Happy Traum’s presence as a member of the Acoustic Blues Festival’s faculty follows 50 years of experience as a guitar instructor, a vocation that occurred in tandem with performing and recording.
“These camps are the real way that folk continues,” Traum said. “People are playing one-on-one, face-to-face, and they are not looking at their computer screen. These camps are happening all over the country, where people are connecting musically in a very real way.”
Traum is teaching two classes at the workshop, Blues and Country Fingerpicking and the Blues Guitar of Brownie McGhee, a blues icon with whom Traum studied when he was starting out.
“It’s not modal, it’s more quasi-modal,” he said of a particularly tricky passage during Monday’s workshop. “Does that ring a bell for anybody?”
He has always had a desire to help people improve their performances. With this in mind he formed Homespun Tapes, which offers more than 500 music lessons on DVDs, CDs, books and downloads, and their products are distributed and sold around the globe.
Throughout its 50-year history Homespun has provided instructional tapes, DVDs and now downloads, featuring substantial instruction from artist who may have never taught, such as Jefferson Airplanes Jorma Kaukonen, Steely Dan’s Donald Fagen and singer Maria Muldaur, who is also appearing at this week’s festival.
Traum said some of these musicians were great artists who never took the time to analyze what they do, and that after a while artists would come to him and ask to participate.
Traum was born in New York City, becoming part of the 1960s folk boom before moving to Woodstock, NY in 1967. Now best known in conjunction with the 1969 music festival, it was then a small town that attracted like minded musicians-including Bob Dylan.
While performing as a solo, with his brother and as a session musician he has maintained Homespun as a way to provide income that was not dependent on the whims of promoters or the record-buying public.
“In the early 1960s there was a whole cadre of people in New York City, who felt we were at the forefront of this new acoustic music scene,” he said. “We went through all of the earth music, the roots music, like jug band music, blues and Appalachian music.
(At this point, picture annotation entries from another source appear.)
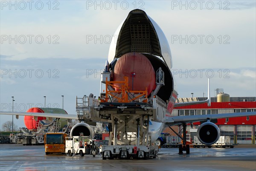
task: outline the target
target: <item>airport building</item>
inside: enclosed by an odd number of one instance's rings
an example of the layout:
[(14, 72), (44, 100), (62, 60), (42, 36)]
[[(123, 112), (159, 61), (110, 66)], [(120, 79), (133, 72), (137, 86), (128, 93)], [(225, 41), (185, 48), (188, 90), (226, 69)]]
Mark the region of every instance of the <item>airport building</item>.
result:
[[(192, 101), (206, 100), (205, 98), (179, 98), (179, 102)], [(256, 98), (229, 97), (227, 94), (221, 93), (217, 97), (212, 98), (211, 106), (208, 107), (206, 103), (175, 107), (172, 114), (176, 116), (190, 116), (210, 115), (211, 114), (227, 113), (237, 112), (256, 111)], [(211, 121), (218, 126), (221, 136), (229, 136), (232, 143), (255, 144), (256, 137), (256, 116), (243, 116), (229, 119), (218, 119)], [(187, 126), (187, 140), (193, 141), (194, 136), (196, 135), (197, 128), (200, 122), (193, 124), (192, 128)], [(172, 127), (179, 132), (182, 126)], [(182, 131), (180, 131), (182, 133)], [(175, 134), (169, 128), (163, 132)]]

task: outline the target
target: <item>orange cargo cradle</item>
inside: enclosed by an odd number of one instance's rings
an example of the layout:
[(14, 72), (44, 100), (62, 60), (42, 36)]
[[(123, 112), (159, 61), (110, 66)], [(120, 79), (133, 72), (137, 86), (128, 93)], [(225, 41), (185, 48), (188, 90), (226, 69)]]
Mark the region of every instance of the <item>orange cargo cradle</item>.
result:
[[(145, 87), (145, 91), (129, 90), (128, 77), (124, 77), (124, 81), (108, 81), (106, 78), (106, 96), (105, 99), (101, 99), (101, 102), (108, 102), (110, 97), (114, 97), (115, 101), (119, 103), (130, 103), (134, 102), (136, 99), (143, 97), (145, 100), (143, 102), (148, 102), (148, 88)], [(119, 84), (121, 86), (117, 86), (114, 84)], [(117, 90), (109, 90), (108, 89), (110, 86), (113, 89)], [(115, 88), (116, 88), (115, 89)], [(129, 93), (134, 93), (132, 98), (129, 96)], [(116, 96), (118, 95), (118, 96)], [(130, 99), (129, 99), (130, 98)]]

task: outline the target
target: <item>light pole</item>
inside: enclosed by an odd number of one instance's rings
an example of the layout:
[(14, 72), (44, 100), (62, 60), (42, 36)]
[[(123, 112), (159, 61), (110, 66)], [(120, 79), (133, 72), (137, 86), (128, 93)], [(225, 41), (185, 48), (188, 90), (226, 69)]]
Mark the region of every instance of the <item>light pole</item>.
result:
[(64, 96), (61, 96), (62, 97), (62, 109), (63, 109), (63, 106), (64, 104)]
[(45, 107), (45, 102), (46, 101), (46, 96), (44, 96), (44, 107)]
[[(15, 100), (14, 99), (14, 96), (12, 96), (12, 112), (13, 112), (13, 102), (15, 101)], [(13, 115), (12, 115), (12, 132), (13, 133)]]

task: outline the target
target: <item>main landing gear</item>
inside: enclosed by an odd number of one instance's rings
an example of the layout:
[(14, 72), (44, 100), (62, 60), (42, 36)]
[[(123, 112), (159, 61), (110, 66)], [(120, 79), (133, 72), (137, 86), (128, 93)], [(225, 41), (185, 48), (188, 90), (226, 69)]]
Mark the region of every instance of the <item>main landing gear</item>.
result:
[(182, 139), (182, 144), (180, 145), (179, 146), (179, 154), (183, 154), (183, 151), (186, 151), (186, 153), (187, 154), (189, 154), (190, 153), (189, 145), (186, 144), (186, 125), (185, 123), (182, 123), (182, 126), (183, 126), (183, 136), (181, 136), (178, 133), (176, 133), (171, 127), (169, 127), (169, 128), (172, 130), (177, 135)]

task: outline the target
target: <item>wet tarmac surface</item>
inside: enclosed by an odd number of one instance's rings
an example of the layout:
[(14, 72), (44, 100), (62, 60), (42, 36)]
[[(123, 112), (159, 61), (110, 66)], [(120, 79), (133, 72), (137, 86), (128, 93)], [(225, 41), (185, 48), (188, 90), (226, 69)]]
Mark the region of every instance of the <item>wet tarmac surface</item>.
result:
[(155, 159), (104, 160), (101, 156), (45, 155), (44, 146), (0, 144), (0, 171), (255, 171), (256, 146), (234, 148), (162, 148)]

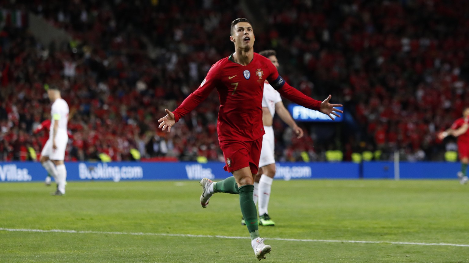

We had a whole community of people who were into that early on.”
Traum said the music evolved into more topical areas; Dylan, Tom Paxton, Phil Ochs and Buffy Sainte Marie, followed by the blending of folk into rock with the Lovin’ Spoonful and the Byrds.
“We saw it incorporated into different things,” Traum said of 1960s folk music. “It has now involved into a healthy, under the radar area where there is a healthy underground of people who really love this stuff and don’t care if they are on the pop charts.”
Traum will perform at the Blues in the Clubs; at Beverly”s Hall, 1034 Water St., at 8 p.m. Friday and at the Key City Public Theater at 10:30 p.m. Saturday.
He will also perform at the Acoustic Blues Showcase at 1:30 p.m. Saturday at the McCurdy Pavilion.
Much of the repertoire comes from his latest album, 2015’s “Just for the Love of It,” which includes a version of Bob Dylan’s “Down in the Flood.” Traum performed the song in a 1971 session with Dylan in a relaxed, acoustic format, to fill out a greatest hits album.
Traum said he hasn’t spoken to Dylan in about 15 years. “These days he’s more into Frank Sinatra than Pete Seeger,” he said. “That’s fine with me, I love his old stuff and still think he’s an amazing artist.
Tickets to the showcase range from $25 to $46, while a Blues in the Clubs armband costs $20 for each night.
Traum, 79, finds his age liberating.
“What you get with age is that you don’t borrow about where you are going because you’ve already been there,” he said. “You can concentrate on what you like to do best without having to worry about the consequences. I want people to like me but my life doesn’t depend on that so I can relax a whole lot more.”